Saturday, October 20, 2007

October 20, 2007

I’ve been home for 2 weeks now and gaining strength very slowly, but steadily. I’ve had a couple bouts with GvHD (I think). No one is sure but my stomach objected strongly to some new foods on both occasions. I’m still trying to figure out how to progress with food variety and not wake the sleeping giant.

Barbara and I are both trying to figure out what in life is next for us. God hasn’t laid out His plan distinctly to either of us so we are at a loss of how to plan. Since we want to be in God’s will, we are trying to be effective each day (in our limitations), yet be ready to yield to God’s direction. We are really trying to live one day at a time.

A good friend asked me if visualizing where I will be in the future helps to plan a strategy on how to get there.
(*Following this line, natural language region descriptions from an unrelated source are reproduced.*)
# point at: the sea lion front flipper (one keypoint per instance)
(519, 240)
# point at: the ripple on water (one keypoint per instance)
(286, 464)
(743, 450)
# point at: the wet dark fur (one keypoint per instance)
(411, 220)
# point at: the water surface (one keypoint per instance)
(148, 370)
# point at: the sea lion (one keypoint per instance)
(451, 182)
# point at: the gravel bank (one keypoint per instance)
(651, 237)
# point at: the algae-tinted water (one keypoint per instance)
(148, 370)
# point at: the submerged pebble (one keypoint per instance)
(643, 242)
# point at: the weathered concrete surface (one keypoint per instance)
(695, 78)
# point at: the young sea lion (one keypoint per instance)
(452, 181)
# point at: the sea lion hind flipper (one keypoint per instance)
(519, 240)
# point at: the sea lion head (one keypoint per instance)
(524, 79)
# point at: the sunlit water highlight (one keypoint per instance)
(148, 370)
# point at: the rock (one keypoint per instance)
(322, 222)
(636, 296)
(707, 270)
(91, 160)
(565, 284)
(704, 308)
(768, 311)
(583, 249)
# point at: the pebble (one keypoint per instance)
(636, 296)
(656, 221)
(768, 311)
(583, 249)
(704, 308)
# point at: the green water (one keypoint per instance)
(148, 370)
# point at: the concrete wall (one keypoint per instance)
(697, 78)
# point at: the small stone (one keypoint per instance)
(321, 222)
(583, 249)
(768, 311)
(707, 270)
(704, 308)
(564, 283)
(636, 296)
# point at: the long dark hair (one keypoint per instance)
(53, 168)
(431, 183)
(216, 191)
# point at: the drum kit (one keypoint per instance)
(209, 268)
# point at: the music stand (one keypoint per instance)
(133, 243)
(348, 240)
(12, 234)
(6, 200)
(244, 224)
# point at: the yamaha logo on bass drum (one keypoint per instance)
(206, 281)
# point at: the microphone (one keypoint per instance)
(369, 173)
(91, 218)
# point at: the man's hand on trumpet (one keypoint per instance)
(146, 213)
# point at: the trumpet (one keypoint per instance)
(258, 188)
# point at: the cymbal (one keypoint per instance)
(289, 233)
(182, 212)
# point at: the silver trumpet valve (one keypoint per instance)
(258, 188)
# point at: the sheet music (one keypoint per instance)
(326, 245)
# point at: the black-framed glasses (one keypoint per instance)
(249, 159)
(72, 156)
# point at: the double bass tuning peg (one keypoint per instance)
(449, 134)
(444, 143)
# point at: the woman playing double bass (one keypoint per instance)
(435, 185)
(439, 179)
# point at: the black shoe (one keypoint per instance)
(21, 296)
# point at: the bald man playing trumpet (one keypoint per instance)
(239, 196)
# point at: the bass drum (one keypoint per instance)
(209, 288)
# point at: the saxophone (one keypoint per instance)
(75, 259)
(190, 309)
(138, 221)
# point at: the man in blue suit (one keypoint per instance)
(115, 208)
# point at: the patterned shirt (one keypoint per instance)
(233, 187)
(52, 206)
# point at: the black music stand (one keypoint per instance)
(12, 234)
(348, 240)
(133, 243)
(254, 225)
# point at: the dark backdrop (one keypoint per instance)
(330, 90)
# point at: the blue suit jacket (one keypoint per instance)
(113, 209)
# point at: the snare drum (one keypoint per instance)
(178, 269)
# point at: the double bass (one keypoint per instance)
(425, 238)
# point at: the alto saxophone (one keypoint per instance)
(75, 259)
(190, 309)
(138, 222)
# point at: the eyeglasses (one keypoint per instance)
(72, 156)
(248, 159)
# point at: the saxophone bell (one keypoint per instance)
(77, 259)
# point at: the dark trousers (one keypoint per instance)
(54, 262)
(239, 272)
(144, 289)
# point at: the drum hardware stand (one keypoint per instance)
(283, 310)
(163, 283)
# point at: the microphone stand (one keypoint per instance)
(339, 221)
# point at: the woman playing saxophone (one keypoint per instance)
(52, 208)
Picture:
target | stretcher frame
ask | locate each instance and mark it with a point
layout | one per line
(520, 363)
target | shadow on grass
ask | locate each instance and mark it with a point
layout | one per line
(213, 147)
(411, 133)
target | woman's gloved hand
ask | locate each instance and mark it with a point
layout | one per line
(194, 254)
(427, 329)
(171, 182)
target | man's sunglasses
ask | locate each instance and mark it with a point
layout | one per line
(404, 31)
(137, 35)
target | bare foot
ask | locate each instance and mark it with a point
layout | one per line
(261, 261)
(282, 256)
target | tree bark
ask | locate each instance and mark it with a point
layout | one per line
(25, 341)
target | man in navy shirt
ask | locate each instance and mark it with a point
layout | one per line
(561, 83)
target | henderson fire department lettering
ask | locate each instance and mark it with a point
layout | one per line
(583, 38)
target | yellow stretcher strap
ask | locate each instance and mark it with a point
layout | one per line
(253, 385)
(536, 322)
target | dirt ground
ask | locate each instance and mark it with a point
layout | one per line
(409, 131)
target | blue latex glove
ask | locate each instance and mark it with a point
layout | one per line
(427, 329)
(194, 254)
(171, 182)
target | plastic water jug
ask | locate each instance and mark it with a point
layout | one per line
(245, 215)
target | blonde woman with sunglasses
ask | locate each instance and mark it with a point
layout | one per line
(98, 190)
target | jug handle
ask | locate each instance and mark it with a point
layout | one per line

He was thinking as a runner who is training to run a marathon. Since the future is not mine to plan, what do I visualize?

Today when Barbara and I were reading together, a scripture helped me to express how I feel about this.
Proverbs 20:24 - A man’s steps are directed by the LORD,
How then can anyone understand his own way?

We actually have gotten out of the house a few times to places where we feel the germ count is not too great. We started feeling like we were under house arrest when my strength became such that I could get out of the car and walk a good distance with my walker. The walls of our family room were becoming far too familiar.

As my marrow has been rebuilding, the BCR-ABL level in my blood has been increasing ever so slightly. This blood protein is the barometer of how many leukemia cells are present. The doctor expected the level to rise slightly in the beginning as the marrow rebuilt until the donor cells became established enough to kill the leukemia cells. However, a rising BCR-ABL level can also mean the leukemia is coming back.

Last Wednesday I received the latest BCR-ABL level test results. The level was less than half of the previous test. The level reduction, along with the 2 bouts of GvHD, could easily mean that the donor cells are becoming active and strong and that they are combating the leukemia. We will have to wait until the next test report comes back to see any trend.

I am convinced that the lower BCR-ABL level is due to so many of you praying for God to be glorified by healing me of this disease. I have to admit that I was expecting the results to show a rise in the level again. My lack of faith was covered by your prayers. Thanks!!